Rothko talked about always wanting to go one step further, so he virtually made the same vertical painting over and over again hoping the light or color fields would be just different enough to make the next one his best. That’s the same impulse that keeps me returning to Hatcher’s Pond. Every time I go there I am experimenting with what nature has left behind.  Each photograph represents a connection to the whole scene with the layers between earth, sky and water. I am not attempting to represent reality.  The creation of these photographs is both meditative and ritualistic as I move around with my camera trying to get in closer and closer to the abstract forms that I find so amazing.

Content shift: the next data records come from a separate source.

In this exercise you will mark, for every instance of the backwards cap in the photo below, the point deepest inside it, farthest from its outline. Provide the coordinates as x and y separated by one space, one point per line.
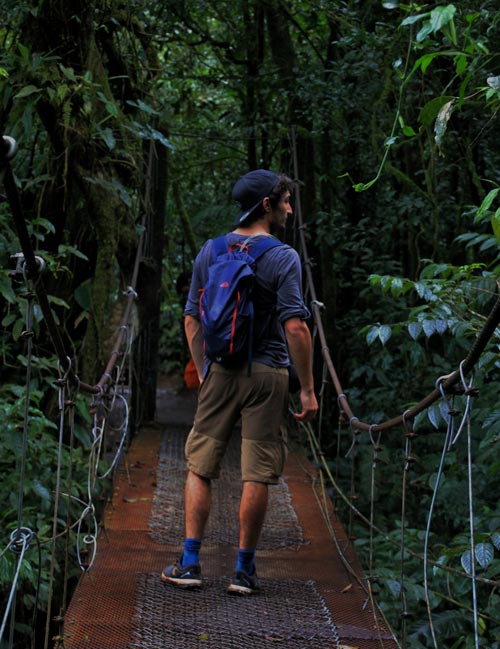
251 189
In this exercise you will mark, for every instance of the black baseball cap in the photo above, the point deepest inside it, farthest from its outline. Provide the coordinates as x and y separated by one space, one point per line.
251 189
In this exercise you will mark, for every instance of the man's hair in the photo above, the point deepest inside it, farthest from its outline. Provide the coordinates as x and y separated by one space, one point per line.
284 184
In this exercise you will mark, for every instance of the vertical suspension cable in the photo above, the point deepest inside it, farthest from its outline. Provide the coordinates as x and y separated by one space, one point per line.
448 438
408 459
62 382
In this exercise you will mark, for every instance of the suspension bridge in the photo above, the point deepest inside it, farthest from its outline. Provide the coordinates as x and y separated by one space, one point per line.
315 592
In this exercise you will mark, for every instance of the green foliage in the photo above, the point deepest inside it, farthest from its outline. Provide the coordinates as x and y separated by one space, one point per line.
395 109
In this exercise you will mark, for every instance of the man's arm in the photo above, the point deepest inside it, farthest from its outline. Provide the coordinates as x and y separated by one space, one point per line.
192 327
299 342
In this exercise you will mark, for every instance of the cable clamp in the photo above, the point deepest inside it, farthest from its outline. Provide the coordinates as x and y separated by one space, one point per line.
20 539
10 149
130 292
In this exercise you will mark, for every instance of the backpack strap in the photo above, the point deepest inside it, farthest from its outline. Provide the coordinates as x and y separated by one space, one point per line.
220 245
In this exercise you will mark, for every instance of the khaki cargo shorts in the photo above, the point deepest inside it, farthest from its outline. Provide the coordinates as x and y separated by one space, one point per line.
262 401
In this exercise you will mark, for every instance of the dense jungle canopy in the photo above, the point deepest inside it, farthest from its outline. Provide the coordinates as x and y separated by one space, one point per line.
134 118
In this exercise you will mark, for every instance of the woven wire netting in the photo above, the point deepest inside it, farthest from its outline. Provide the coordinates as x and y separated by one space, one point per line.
290 613
281 529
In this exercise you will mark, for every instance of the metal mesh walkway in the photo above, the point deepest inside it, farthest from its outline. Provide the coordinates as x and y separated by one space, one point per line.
309 598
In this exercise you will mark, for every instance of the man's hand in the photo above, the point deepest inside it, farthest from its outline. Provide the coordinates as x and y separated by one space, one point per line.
309 406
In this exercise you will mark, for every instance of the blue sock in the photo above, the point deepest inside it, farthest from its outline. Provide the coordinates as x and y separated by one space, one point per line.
245 560
191 552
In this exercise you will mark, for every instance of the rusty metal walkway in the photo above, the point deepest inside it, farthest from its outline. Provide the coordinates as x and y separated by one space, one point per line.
309 599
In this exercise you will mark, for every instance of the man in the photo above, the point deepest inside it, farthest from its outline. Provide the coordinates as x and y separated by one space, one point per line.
261 398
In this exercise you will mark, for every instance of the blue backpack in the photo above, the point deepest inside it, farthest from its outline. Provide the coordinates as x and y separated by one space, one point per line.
226 305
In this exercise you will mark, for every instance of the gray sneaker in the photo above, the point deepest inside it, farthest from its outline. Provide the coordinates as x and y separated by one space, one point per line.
187 577
244 584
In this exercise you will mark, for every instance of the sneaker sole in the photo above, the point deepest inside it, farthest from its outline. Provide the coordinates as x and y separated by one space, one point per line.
241 590
182 583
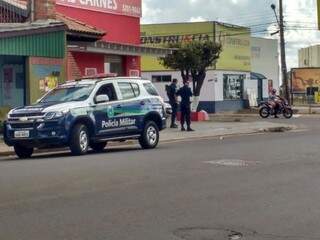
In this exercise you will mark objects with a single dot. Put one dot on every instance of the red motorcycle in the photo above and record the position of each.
(268, 109)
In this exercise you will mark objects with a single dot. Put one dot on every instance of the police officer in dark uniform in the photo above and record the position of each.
(185, 106)
(172, 95)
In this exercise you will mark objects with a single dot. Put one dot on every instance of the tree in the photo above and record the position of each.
(193, 59)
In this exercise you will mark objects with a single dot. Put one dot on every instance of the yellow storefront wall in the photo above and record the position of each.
(236, 55)
(236, 45)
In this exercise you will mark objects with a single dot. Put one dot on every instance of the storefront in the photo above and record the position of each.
(228, 85)
(64, 40)
(120, 23)
(31, 61)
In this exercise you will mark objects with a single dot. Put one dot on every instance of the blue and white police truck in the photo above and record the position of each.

By the end of his life Monet had hardly touched the surface of continuous discovery and I feel that I have just scratched the surface of this little piece of nature that has been so giving to me.  I get excited every time I go to the pond and I never dreamt that this work would lead to the opportunity of an exhibition at the Museum Of Contemporary Art of Georgia.  The vision was to just show linear images, very large and with lots of breathing space in between each one. According to Jeffery Fraenkel, in his new book “Furthermore,” he says, “the essence of photography remains inexplicable and retains an almost voodoo-like element of magic.”


Birches, by Robert Frost.
This has been one of my favorite poems of all time. I even memorized it as a child. It has to do with my continued connection with nature and how this inspires my imagination.  

“Birches” by Robert Frost

When I see birches bend to left and right
Across the lines of straighter darker trees,
I like to think some boy's been swinging them.
But swinging doesn't bend them down to stay
As ice-storms do. Often you must have seen them
Loaded with ice a sunny winter morning
After a rain. They click upon themselves
As the breeze rises, and turn many-coloured
As the stir cracks and crazes their enamel.
Soon the sun's warmth makes them shed crystal shells
Shattering and avalanching on the snow-crust
Such heaps of broken glass to sweep away
You'd think the inner dome of heaven had fallen.
They are dragged to the withered bracken by the load,
And they seem not to break; though once they are bowed
So low for long, they never right themselves:
You may see their trunks arching in the woods
Years afterwards, trailing their leaves on the ground,
Like girls on hands and knees that throw their hair
Before them over their heads to dry in the sun.
But I was going to say when Truth broke in
With all her matter-of-fact about the ice-storm,
I should prefer to have some boy bend them
As he went out and in to fetch the cows--
Some boy too far from town to learn baseball,
Whose only play was what he found himself,
Summer or winter, and could play alone.
One by one he subdued his father's trees
By riding them down over and over again
Until he took the stiffness out of them,
And not one but hung limp, not one was left
For him to conquer. He learned all there was
To learn about not launching out too soon
And so not carrying the tree away
Clear to the ground. He always kept his poise
To the top branches, climbing carefully
With the same pains you use to fill a cup
Up to the brim, and even above the brim.
Then he flung outward, feet first, with a swish,
Kicking his way down through the air to the ground.
So was I once myself a swinger of birches.
And so I dream of going back to be.
It's when I'm weary of considerations,
And life is too much like a pathless wood
Where your face burns and tickles with the cobwebs
Broken across it, and one eye is weeping
From a twig's having lashed across it open.
I'd like to get away from earth awhile
And then come back to it and begin over.
May no fate willfully misunderstand me
And half grant what I wish and snatch me away
Not to return. Earth's the right place for love:
I don't know where it's likely to go better.
I'd like to go by climbing a birch tree,
And climb black branches up a snow-white trunk
Toward heaven, till the tree could bear no more,
But dipped its top and set me down again.
That would be good both going and coming back.
One could do worse than be a swinger of birches.